Entre britânicos, franceses, holandeses, ou turistas dos países de leste, os espanhóis estão no topo da lista com mais cruzinhas e o dia mais forte é às segundas feiras, o dia da semana em que Faro recebe mais turistas estrangeiros.

“São cada vez mais espanhóis do que britânicos”, admite Fernanda Lobão, que trabalha no Posto de Turismo de Faro há 32 anos e nunca tinha recebido tantos espanhóis como recentemente está a acontecer na capital do Algarve.

O casal Luís e Angeles Gonzalez, veio das Astúrias, Norte de Espanha, e está a pernoitar há 10 dias em Portimão. Em entrevista à Lusa admitiram que as praias são “todas fabulosas”, mas a comida e a bebida também é muito boa e “mais barata” do que em Espanha, consideraram.

O casal Gonzalez gosta de aliar visitas aos centros das cidades e ter as praias logo ao lado para não terem de circular de automóvel e, por isso elegeram Albufeira, por permitir essa facilidade de mobilidade.
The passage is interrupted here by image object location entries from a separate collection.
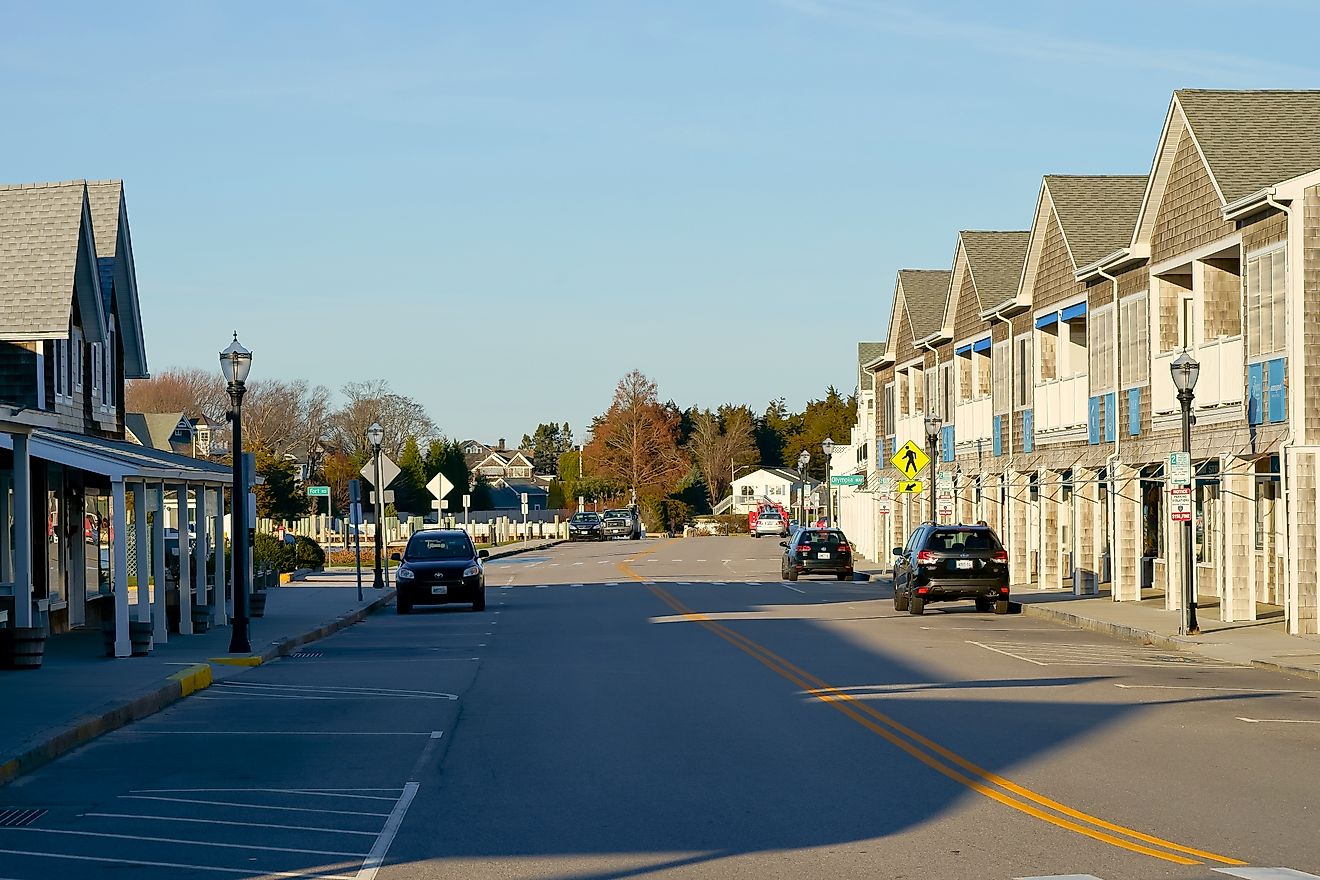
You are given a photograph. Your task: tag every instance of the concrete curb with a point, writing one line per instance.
(57, 742)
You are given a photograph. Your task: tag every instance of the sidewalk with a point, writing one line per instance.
(79, 694)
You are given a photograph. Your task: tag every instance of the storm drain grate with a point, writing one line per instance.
(13, 817)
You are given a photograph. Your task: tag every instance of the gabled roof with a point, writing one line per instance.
(1252, 140)
(994, 260)
(1096, 213)
(48, 257)
(866, 352)
(925, 293)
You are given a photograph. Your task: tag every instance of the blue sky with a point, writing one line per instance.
(502, 207)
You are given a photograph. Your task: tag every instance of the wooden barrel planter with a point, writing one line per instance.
(23, 647)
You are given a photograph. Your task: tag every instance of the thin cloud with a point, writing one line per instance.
(1038, 45)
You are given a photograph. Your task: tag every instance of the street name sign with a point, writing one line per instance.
(910, 459)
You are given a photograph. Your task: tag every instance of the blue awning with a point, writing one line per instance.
(1075, 312)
O perfil do turista espanhol que chega à capital do Algarve é independente, pois prefere fazer visitas ao centro histórico sem guia turístico, são de meia idade, gastam pouco dinheiro e passam poucos dias em Portugal, ou por vezes só algumas horas, conta a funcionário do Posto de Turismo de Faro, Fernanda Lobão.

A empresa “Lads – Turismo de Natureza” também confirmou hoje à Lusa que o mercado espanhol está a emergir e a igualar os mercados britânicos e do Norte da Europa.

Segundo Bárbara Abelho, da Lands, os espanhóis interessados em turismo de natureza estão a ser “cada vez mais” e enquanto no início, a empresa registava mais interessados oriundos do mercado britânico, atualmente os números vão sedo igualados com turistas espanhóis.

Na opinião da empresária de turismo da natureza, o perfil dos espanhóis que procura a Lands tem idades “superiores a 35 anos”, têm “algum poder económico” e gostam de “combinar o turismo de natureza com a gastronomia e a parte cultural das cidades”.